Mein Blick ließ ihn verstummen. „Du bist ein mieser Drecksack, mehr muss ich nicht erklären. Aber ich habe tatsächlich ein Angebot für dich: Wir zeigen dir den Weg aus dem Wald und niemand außer uns und deiner Familie wird hiervon erfahren."

„Ja! Ich nehme an!", stieß der Kerl hervor, kaum dass ich meinen Satz vollendet hatte. Jetzt sah mich sogar Molly besorgt an: „Aber Stegi..."

„Dafür", fuhr ich fort, „Lasst ihr mich in Ruhe. Ich will euch nie wieder sehen oder von euch hören. Und ihr gebt uns das Geld, dass die Familie Bau uns verweigert hat. Solltet ihr euch nicht daran halten, dann machen wir alles öffentlich. Und selbst wenn wir keine Beweise dafür hätten, wäre der Ruf der Familie Penzel danach ruiniert. Also, haben wir immer noch einen Deal?" Ich streckte dem Schleimbeutel sogar meine Hand entgegen, damit er mein Angebot formal besiegeln konnte.

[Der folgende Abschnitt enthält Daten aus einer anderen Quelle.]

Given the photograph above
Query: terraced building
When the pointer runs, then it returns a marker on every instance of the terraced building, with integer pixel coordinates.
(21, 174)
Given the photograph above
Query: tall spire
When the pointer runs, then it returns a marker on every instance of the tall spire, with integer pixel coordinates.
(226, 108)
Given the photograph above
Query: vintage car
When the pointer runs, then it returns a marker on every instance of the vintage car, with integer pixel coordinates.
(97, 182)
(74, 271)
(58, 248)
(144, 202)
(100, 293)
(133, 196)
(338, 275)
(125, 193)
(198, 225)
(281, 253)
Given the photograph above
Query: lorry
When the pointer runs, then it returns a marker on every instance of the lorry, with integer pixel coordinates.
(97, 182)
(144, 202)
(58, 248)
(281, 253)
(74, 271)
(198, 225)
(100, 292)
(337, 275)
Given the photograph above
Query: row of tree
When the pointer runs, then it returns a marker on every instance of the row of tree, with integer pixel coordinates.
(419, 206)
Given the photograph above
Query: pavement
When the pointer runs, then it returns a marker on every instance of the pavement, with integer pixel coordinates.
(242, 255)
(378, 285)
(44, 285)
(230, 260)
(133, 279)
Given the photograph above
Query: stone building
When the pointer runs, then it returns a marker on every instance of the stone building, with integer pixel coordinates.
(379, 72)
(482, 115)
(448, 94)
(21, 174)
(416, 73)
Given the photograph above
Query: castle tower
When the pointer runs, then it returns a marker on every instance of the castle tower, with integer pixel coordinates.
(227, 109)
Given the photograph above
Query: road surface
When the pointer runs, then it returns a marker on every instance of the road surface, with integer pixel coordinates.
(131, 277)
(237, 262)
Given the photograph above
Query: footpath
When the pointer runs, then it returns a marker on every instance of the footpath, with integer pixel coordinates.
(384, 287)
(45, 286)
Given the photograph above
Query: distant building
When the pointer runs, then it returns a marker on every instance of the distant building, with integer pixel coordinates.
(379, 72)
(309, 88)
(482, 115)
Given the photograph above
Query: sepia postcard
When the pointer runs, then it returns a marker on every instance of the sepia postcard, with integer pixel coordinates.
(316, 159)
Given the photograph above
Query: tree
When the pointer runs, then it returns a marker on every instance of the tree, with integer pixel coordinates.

Diesmal zögerte er, aber nicht besonders lange. „Deal. Und jetzt bringt mich hier raus! Ich will duschen und endlich etwas vernünftiges essen, nicht- ...ich meine, das Brot war auch gut. Besser als nichts..."

Vielleicht dachten Tim und Molly jetzt, dass das nicht genug war. Dass ich entweder mehr hätte erpressen sollen als bloß die läppischen Einhunderttausend oder dass meine Bedingungen zu locker waren. Aber wenn ich eines wusste, dann war es wie viel es meinen Eltern bedeutete, ihren Status zu schützen. Sie würden sich an den Deal halten und uns das Geld geben, auf einem Silbertablett mit Handkuss. Und ich war dann endgültig frei aus ihren Klauen. Nie wieder ihren Butler spielen, verprügelt und eingesperrt werden oder sämtliche Drecksarbeit für sie erledigen. Nie. Wieder.